Create a significant DE genes data frame from the FM results with an added fold change criteria to reduce the gene list size. You can do this by running the code below:
sig_fc_dge <- dge_vsm %>% dplyr::filter(p_val_adj < 0.05, abs(avg_log2FC) > 1)
Use this gene list to run over-representation analysis. Be sure to separate genes into up- and down-regulated first. Also keep in mind that the background gene dataset is different than for the DESeq2 analysis.
# Create background dataset for hypergeometric testing using all tested genes for significance in the results
all_genes_fm <- as.character(rownames(dge_vsm))
# Extract significant results for up- and down-regulated
sigUp_fm <- dplyr::filter(sig_fc_dge, avg_log2FC > 0)
sigUp_fm_genes <- as.character(rownames(sigUp_fm))
sigDown_fm <- dplyr::filter(sig_fc_dge, avg_log2FC < 0)
sigDown_fm_genes <- as.character(rownames(sigDown_fm))
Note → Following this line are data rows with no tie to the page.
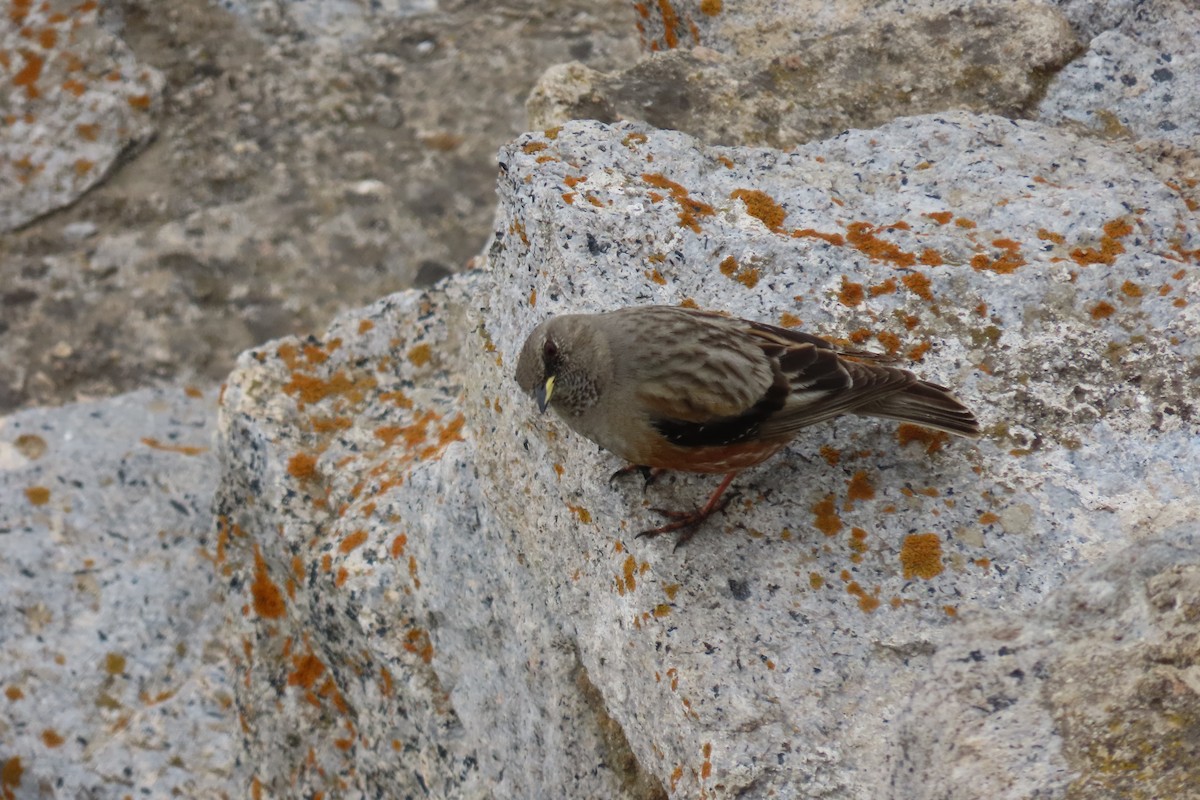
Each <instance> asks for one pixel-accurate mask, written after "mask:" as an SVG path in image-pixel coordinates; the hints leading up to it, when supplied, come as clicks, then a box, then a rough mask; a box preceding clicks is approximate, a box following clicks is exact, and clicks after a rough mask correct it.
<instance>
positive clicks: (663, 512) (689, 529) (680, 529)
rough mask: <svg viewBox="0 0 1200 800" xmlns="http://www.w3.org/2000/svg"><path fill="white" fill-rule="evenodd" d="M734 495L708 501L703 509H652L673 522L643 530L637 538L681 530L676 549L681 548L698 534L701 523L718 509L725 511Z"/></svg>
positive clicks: (658, 534)
mask: <svg viewBox="0 0 1200 800" xmlns="http://www.w3.org/2000/svg"><path fill="white" fill-rule="evenodd" d="M733 497H734V495H732V494H731V495H730V497H727V498H725V499H724V500H722V501H720V503H708V504H707V505H704V507H703V509H697V510H696V511H672V510H670V509H650V511H653V512H654V513H658V515H662V516H664V517H666V518H667V519H670V521H671V522H668V523H666V524H665V525H659V527H658V528H650V529H649V530H643V531H642V533H640V534H638V535H637V539H642V537H643V536H658V535H660V534H671V533H674V531H677V530H678V531H680V533H679V536H678V537H676V546H674V549H679V548H680V547H682V546H683V545H684V543H686V542H688V540H690V539H691V537H692V536H695V535H696V530H697V529H698V528H700V525H701V523H703V522H704V521H706V519H708V518H709V517H712V516H713V515H714V513H716V512H718V511H725V506H727V505H730V500H732V499H733Z"/></svg>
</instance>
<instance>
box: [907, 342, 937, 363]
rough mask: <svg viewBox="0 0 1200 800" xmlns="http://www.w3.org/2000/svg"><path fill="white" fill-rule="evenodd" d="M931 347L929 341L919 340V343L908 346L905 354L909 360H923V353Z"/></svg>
mask: <svg viewBox="0 0 1200 800" xmlns="http://www.w3.org/2000/svg"><path fill="white" fill-rule="evenodd" d="M931 347H932V345H931V344H930V343H929V342H920V343H919V344H913V345H912V347H911V348H908V353H907V354H906V355H907V356H908V360H910V361H918V362H919V361H924V360H925V354H926V353H929V348H931Z"/></svg>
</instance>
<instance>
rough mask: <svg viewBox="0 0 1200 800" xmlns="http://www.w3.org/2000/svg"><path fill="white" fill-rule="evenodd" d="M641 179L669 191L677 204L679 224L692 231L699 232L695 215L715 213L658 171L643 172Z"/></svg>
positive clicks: (706, 216)
mask: <svg viewBox="0 0 1200 800" xmlns="http://www.w3.org/2000/svg"><path fill="white" fill-rule="evenodd" d="M642 180H643V181H646V182H647V184H649V185H650V186H653V187H655V188H661V190H666V191H667V192H670V194H671V198H672V199H673V200H674V201H676V204H678V205H679V225H680V227H683V228H690V229H691V230H692V233H697V234H698V233H700V222H698V219H697V217H709V216H712V215H714V213H715V210H714V209H713V206H710V205H708V204H707V203H701V201H700V200H694V199H691V198H690V197H689V196H688V190H685V188H684V187H683V186H680V185H679V184H676V182H674V181H672V180H670V179H667V178H666V176H665V175H662V174H660V173H644V174H643V175H642Z"/></svg>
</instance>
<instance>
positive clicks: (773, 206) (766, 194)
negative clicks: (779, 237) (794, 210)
mask: <svg viewBox="0 0 1200 800" xmlns="http://www.w3.org/2000/svg"><path fill="white" fill-rule="evenodd" d="M730 198H732V199H737V200H742V203H743V204H745V206H746V213H749V215H750V216H751V217H756V218H757V219H760V221H762V224H764V225H767V229H768V230H775V231H778V230H779V229H780V227H781V225H782V224H784V219H786V218H787V211H785V210H784V206H781V205H779V204H778V203H775V200H774V198H772V197H770V196H769V194H767V193H766V192H761V191H758V190H752V188H739V190H733V192H732V193H731V194H730Z"/></svg>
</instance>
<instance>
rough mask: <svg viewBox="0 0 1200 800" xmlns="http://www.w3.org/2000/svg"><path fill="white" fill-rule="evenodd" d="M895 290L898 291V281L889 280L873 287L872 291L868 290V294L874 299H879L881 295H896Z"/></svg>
mask: <svg viewBox="0 0 1200 800" xmlns="http://www.w3.org/2000/svg"><path fill="white" fill-rule="evenodd" d="M895 290H896V279H895V278H887V279H884V281H882V282H880V283H876V284H875V285H872V287H871V288H870V289H868V293H869V294H870V295H871V296H872V297H878V296H880V295H886V294H893V293H895Z"/></svg>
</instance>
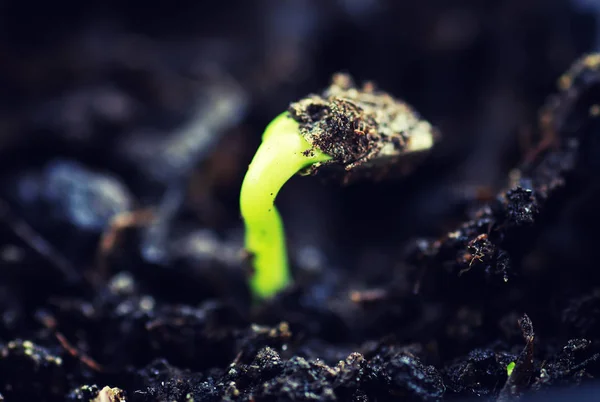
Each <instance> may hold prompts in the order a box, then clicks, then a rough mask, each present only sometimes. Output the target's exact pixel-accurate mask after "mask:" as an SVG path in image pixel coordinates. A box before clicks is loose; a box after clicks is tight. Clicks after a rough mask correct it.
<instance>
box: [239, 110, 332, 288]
mask: <svg viewBox="0 0 600 402" xmlns="http://www.w3.org/2000/svg"><path fill="white" fill-rule="evenodd" d="M329 159H331V157H330V156H329V155H326V154H324V153H323V152H321V151H319V150H316V149H312V147H311V146H310V144H309V143H308V142H307V141H306V140H305V139H304V138H303V137H302V136H301V135H300V131H299V127H298V123H297V122H296V121H294V120H293V119H292V118H290V117H289V116H288V114H287V113H282V114H281V115H279V116H278V117H277V118H275V119H274V120H273V121H272V122H271V123H270V124H269V125H268V126H267V128H266V130H265V132H264V134H263V138H262V143H261V145H260V147H259V148H258V150H257V151H256V154H255V155H254V158H253V159H252V162H251V163H250V166H249V167H248V172H247V173H246V176H245V178H244V182H243V183H242V190H241V193H240V209H241V213H242V217H243V219H244V224H245V228H246V239H245V247H246V250H247V251H248V252H250V253H251V255H252V265H253V267H254V272H253V275H252V278H251V281H250V286H251V288H252V291H253V293H254V294H255V295H256V296H258V297H259V298H265V297H269V296H271V295H273V294H274V293H276V292H277V291H279V290H281V289H282V288H283V287H285V286H286V285H287V284H288V283H289V281H290V273H289V267H288V258H287V250H286V242H285V234H284V230H283V224H282V222H281V217H280V216H279V212H278V211H277V209H276V208H275V205H274V201H275V197H277V193H278V192H279V190H280V189H281V187H282V186H283V185H284V184H285V182H286V181H288V180H289V179H290V178H291V177H292V176H293V175H294V174H296V173H298V172H299V171H300V170H302V169H304V168H306V167H308V166H310V165H313V164H315V163H319V162H324V161H327V160H329Z"/></svg>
# Run GO enrichment analysis
egoUp_fm <- enrichGO(gene = sigUp_fm_genes,
universe = all_genes_fm,
keyType = "SYMBOL",
OrgDb = org.Mm.eg.db,
ont = "BP",
pAdjustMethod = "BH",
qvalueCutoff = 0.05,
readable = TRUE)
egoDown_fm <- enrichGO(gene = sigDown_fm_genes,
universe = all_genes_fm,
keyType = "SYMBOL",
OrgDb = org.Mm.eg.db,
ont = "BP",
pAdjustMethod = "BH",
qvalueCutoff = 0.05,
readable = TRUE)
# Output results from GO analysis to a table
cluster_summaryUp_fm <- data.frame(egoUp_fm)
cluster_summaryDown_fm <- data.frame(egoDown_fm)
What are the top terms enriched among up-regulated genes?
head(cluster_summaryUp_fm$Description)
We mostly see terms relating to extracellular matrix organization and cell adhesion.
What are the top terms enriched among down-regulated genes?
head(cluster_summaryDown_fm$Description)
We see terms related to muscle and fat cell development.
How do these results compare with what we observed from the Pseudobulk DE functional analysis?
In the pseudobulk results, we also saw terms related to the extracellular matrix and cell adhesion upregulated. However, the downregulated results are different: for FindMarkers we see muscle and fat development, whereas for pseudobulk we saw RNA splicing and translation downregulated.